Par un arrêt rendu sur une seconde question préjudicielle, la Cour de justice des Communautés européennes précise la portée de son appréciation du principe de non-discrimination en matière de droit au séjour. En l’espèce, le conjoint d’une ressortissante d’un État membre, exerçant son activité professionnelle dans un autre État membre, s’était vu refuser une autorisation de séjour à durée indéterminée. La législation nationale imposait une période de résidence de quatre ans pour le conjoint d’un travailleur communautaire, tandis qu’une période d’un an seulement était exigée pour le conjoint d’une personne déjà établie sur le territoire. Saisie une première fois, la Cour avait jugé cette différence de traitement non discriminatoire. Le juge national, estimant que la Cour avait pu se fonder sur une compréhension inexacte du droit et des faits, et que les deux situations étaient en réalité comparables sous l’angle du droit interne, a de nouveau saisi la Cour. Il l’interrogeait sur la nécessité de réviser sa position à la lumière de ces nouveaux éléments, ainsi que sur la conformité de la procédure suivie devant elle avec les garanties d’un procès équitable. La question de droit posée était donc de savoir si l’appréciation par une juridiction nationale de la comparabilité de deux situations au regard de son propre droit pouvait contraindre la Cour à modifier son interprétation du droit communautaire et à conclure à l’existence d’une discrimination. La Cour de justice a répondu par la négative. Elle a réaffirmé que l’appréciation de la comparabilité des situations relève exclusivement de l’interprétation du droit de l’Union. Or, selon ce droit, le séjour d’un travailleur migrant demeure conditionnel, contrairement à celui d’une personne établie de manière permanente, justifiant ainsi une différence d’approche.

La solution retenue par la Cour de justice confirme une interprétation stricte de la notion de comparabilité, la dissociant entièrement des qualifications du droit national (I). Par voie de conséquence, cette position renforce l’autonomie du droit de l’Union tout en laissant sans réponse les interrogations du juge de renvoi sur les garanties procédurales offertes par la Cour (II).

I. La réaffirmation d’une conception stricte de la comparabilité des situations

La Cour de justice, pour maintenir sa solution initiale, rappelle que l’analyse d’une éventuelle discrimination repose sur une appréciation de la comparabilité des situations qui relève de sa compétence exclusive au regard du droit de l’Union (A), et fonde cette appréciation sur la nature fondamentalement distincte des droits de séjour en cause (B).

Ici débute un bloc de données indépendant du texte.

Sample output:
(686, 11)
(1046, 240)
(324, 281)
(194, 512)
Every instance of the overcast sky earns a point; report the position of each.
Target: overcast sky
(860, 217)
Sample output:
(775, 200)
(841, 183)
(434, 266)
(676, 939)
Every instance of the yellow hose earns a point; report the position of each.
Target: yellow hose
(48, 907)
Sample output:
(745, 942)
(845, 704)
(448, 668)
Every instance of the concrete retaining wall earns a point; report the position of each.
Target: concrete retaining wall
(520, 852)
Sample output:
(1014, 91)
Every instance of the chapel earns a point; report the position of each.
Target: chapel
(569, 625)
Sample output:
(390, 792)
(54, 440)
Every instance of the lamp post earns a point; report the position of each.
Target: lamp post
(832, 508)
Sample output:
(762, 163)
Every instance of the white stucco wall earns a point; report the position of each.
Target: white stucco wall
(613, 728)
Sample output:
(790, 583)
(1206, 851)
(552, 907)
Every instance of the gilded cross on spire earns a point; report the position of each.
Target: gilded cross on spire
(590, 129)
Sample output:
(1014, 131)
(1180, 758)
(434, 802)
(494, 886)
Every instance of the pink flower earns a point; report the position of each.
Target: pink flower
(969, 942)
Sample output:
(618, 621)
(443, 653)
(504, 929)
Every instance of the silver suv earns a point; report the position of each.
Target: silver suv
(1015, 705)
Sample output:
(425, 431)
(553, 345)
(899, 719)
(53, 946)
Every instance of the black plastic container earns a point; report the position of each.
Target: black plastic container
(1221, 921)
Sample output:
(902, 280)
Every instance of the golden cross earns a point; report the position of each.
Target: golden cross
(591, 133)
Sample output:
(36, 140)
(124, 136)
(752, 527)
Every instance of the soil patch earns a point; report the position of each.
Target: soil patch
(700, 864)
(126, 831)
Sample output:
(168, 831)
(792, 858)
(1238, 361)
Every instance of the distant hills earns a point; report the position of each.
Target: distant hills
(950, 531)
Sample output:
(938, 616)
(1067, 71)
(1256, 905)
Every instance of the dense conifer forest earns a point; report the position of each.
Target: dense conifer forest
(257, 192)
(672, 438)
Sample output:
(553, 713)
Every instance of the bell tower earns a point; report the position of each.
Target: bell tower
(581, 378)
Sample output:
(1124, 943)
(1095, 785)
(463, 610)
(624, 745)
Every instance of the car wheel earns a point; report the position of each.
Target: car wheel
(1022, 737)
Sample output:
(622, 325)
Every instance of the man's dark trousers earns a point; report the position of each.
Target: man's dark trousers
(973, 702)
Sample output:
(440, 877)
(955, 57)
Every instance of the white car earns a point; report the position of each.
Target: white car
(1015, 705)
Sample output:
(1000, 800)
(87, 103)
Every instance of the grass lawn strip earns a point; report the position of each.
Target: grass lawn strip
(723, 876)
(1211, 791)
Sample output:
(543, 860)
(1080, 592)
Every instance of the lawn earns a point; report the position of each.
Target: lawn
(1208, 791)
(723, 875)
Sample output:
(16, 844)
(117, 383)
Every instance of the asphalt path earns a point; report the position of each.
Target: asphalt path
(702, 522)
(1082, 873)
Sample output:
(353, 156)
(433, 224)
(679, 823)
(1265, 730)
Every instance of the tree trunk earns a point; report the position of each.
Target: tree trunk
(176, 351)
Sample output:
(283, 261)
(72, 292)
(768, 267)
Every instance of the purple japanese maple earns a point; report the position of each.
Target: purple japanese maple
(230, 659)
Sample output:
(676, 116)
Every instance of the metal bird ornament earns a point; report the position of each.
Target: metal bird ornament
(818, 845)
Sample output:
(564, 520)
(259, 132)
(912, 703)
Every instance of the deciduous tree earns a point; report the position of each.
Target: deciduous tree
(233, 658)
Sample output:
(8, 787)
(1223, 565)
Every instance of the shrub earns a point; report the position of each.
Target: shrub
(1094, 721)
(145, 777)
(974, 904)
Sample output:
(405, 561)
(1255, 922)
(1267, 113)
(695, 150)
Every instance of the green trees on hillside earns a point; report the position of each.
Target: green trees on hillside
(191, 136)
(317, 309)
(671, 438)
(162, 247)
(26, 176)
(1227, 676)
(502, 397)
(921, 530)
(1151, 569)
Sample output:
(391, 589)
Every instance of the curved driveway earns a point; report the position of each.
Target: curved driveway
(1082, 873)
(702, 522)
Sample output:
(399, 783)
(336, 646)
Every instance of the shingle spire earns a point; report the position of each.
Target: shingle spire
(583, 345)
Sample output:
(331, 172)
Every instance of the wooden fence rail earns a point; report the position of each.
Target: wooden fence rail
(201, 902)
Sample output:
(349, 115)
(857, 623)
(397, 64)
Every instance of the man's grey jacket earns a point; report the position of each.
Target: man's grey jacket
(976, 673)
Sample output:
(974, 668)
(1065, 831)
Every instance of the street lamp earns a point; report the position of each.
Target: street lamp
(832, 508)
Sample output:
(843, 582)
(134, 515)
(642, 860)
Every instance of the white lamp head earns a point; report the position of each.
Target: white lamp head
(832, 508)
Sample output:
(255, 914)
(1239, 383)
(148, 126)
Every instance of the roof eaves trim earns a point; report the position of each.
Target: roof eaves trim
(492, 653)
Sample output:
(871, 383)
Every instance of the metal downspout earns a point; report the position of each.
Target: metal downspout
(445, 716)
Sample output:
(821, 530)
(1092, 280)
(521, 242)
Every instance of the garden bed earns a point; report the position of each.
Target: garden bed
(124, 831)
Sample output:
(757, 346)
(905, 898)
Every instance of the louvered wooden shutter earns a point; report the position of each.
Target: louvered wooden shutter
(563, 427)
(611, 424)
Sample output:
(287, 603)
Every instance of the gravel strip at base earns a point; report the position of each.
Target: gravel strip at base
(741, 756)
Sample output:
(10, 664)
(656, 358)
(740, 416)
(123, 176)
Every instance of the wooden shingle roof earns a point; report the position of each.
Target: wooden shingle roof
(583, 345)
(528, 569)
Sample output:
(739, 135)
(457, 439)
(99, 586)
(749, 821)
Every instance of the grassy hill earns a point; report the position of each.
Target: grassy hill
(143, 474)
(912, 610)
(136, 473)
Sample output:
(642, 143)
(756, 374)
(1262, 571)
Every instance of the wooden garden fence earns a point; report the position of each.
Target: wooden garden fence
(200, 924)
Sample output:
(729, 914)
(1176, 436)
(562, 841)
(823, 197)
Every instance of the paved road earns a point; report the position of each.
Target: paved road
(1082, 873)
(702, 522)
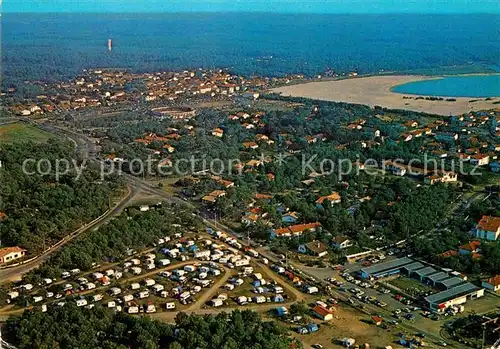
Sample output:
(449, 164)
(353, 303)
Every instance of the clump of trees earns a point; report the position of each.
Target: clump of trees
(102, 328)
(43, 208)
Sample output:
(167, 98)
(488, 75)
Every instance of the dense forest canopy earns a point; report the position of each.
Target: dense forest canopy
(42, 208)
(133, 230)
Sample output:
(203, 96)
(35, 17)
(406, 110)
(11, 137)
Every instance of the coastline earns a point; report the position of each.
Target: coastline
(377, 91)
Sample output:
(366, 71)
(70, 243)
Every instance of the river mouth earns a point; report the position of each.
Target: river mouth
(471, 86)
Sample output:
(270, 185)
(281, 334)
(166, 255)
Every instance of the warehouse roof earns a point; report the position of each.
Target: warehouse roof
(452, 293)
(425, 271)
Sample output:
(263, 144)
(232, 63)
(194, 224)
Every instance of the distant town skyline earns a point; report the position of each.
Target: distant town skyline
(279, 6)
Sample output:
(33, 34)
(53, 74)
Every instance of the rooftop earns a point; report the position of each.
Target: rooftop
(451, 282)
(437, 276)
(413, 266)
(6, 250)
(494, 281)
(425, 271)
(394, 264)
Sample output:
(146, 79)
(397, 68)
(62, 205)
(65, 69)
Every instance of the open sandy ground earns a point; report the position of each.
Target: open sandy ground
(376, 90)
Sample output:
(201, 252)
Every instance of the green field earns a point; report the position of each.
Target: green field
(20, 132)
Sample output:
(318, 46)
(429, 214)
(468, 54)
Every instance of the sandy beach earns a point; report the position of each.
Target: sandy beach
(376, 90)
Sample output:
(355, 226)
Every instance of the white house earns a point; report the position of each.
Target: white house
(488, 228)
(341, 242)
(492, 284)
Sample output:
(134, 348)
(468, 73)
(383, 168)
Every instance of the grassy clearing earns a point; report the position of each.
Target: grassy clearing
(20, 132)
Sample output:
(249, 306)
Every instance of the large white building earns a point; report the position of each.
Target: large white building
(438, 302)
(488, 228)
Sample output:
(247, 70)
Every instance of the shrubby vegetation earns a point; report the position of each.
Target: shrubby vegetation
(102, 328)
(110, 242)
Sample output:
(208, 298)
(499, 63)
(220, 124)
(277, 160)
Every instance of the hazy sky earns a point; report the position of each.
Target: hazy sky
(316, 6)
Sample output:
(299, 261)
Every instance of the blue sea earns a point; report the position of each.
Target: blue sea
(55, 46)
(454, 86)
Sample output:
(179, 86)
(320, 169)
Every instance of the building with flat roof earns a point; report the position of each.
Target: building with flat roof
(385, 269)
(433, 278)
(420, 273)
(438, 302)
(449, 283)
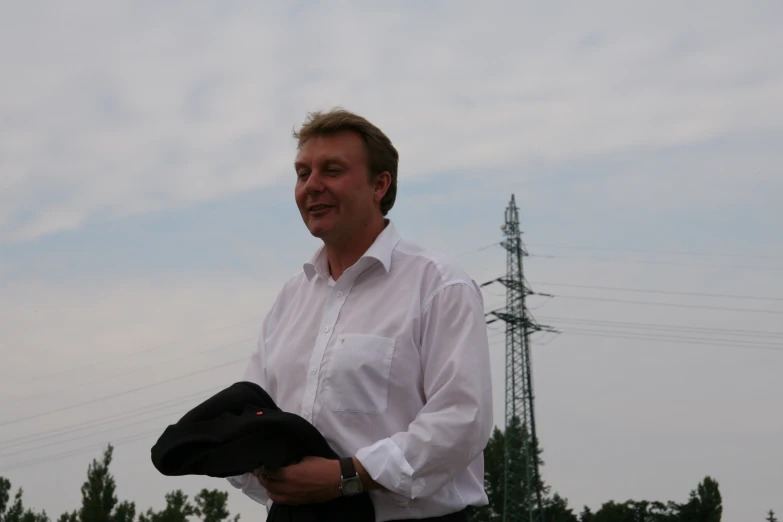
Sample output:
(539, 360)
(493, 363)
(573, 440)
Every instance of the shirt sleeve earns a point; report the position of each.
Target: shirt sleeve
(454, 426)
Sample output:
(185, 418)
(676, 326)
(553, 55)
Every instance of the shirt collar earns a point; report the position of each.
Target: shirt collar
(381, 250)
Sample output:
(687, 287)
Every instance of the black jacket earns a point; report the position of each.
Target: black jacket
(241, 429)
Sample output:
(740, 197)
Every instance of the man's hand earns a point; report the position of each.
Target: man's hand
(312, 480)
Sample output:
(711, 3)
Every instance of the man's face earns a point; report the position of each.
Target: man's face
(333, 191)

A. La primauté du droit de l’Union dans l’appréciation de la comparabilité

La Cour écarte l’argumentation du juge de renvoi fondée sur la similitude des statuts en droit interne. Elle établit clairement que le cadre d’analyse pertinent est celui du droit de l’Union. En effet, elle énonce que « la question de savoir si deux catégories de personnes se trouvent dans une situation comparable et doivent de ce fait bénéficier d’un avantage social dans les mêmes conditions est également une question d’interprétation du droit communautaire ». Cette affirmation souligne que la qualification juridique des faits par une juridiction nationale, bien qu’éclairante, ne lie pas la Cour lorsque celle-ci doit appliquer et interpréter les concepts autonomes du droit de l’Union, tel que le principe de non-discrimination. La Cour refuse ainsi de considérer les situations comme identiques au seul motif que le juge national les perçoit comme telles. L’autonomie de l’ordre juridique communautaire impose que la comparabilité soit évaluée à l’aune de ses propres critères et finalités, en particulier ceux liés à la libre circulation des travailleurs.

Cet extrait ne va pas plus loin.